Mr Uwaleke, the director of the Institute of Capital Market at the Nasarawa State University, is also the president of Capital Market Academics of Nigeria.
He said this in an interview on Sunday in Abuja, against the backdrop of the 298th MPC meeting scheduled for Monday and Tuesday.
According to him, core and food inflation increased last month for the first time in many months.
“Ditto for rural and urban, year-on-year and month-on-month inflation, further widening the negative real interest rate. The Fx market is still experiencing pressure going by the forward rates of the dollar. FAAC just shared more than N1.4 trillion for October, higher than the figures for previous months,” he said.
He said there was also the approaching festivities’ period to consider often characterised by higher prices of goods and services.
“Against this backdrop, I will not be surprised if the MPC further jerks up the MPR by at least 50 basis points,” he said.
He, however, advised the committee to retain its prevailing monetary policy rates to moderate investment costs.

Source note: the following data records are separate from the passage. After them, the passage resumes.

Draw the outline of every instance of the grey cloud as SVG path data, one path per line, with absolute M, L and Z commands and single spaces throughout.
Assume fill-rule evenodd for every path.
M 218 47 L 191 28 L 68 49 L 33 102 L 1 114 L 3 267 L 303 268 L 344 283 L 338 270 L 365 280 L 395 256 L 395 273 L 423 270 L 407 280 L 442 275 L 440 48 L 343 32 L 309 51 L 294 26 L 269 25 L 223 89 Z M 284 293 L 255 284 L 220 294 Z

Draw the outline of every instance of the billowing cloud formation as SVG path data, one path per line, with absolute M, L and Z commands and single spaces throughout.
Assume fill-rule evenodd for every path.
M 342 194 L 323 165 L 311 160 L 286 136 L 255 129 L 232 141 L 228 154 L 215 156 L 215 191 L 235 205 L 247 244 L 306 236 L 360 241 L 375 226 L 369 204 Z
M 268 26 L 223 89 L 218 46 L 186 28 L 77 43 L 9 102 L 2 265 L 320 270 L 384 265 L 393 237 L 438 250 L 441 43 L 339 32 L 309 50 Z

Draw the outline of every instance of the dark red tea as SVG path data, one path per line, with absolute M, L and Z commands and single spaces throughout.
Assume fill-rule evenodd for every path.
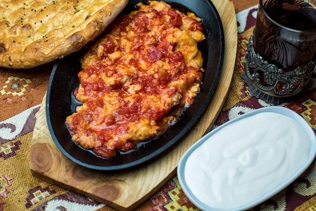
M 264 2 L 263 8 L 261 5 L 258 9 L 254 33 L 255 53 L 286 71 L 315 61 L 315 6 L 304 0 Z
M 268 1 L 264 8 L 272 19 L 286 27 L 303 30 L 316 29 L 316 8 L 303 0 Z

“Nevertheless, all considered, including the rising cost of funds for businesses, I would advise a hold position,” Mr Uwaleke said.
The MPC raised the Monetary Policy Rate, which is the baseline interest rate, by 50 basis points to 27.25 per cent from 26.75 per cent in its 297th meeting in September.
That decision marked the fifth consecutive hike in rates since Yemi Cardoso took charge as CBN governor and chairman of the MPC.
The first decision under Mr Cardoso was an aggressive hike in the MPR by 400 basis points, from 18.75 per cent to 22.75 per cent in February. In March, the committee again increased the MPR by 200 basis points to 24 75 per cent, followed by subsequent hikes to 26.25 in May and 26.75 per cent in July.
Mr Cardoso has, thus, increased the MPR by 850 basis points since the commencement of his tenure.
According to him, the aim is to aggressively address Nigeria’s high inflation, particularly core and food inflation.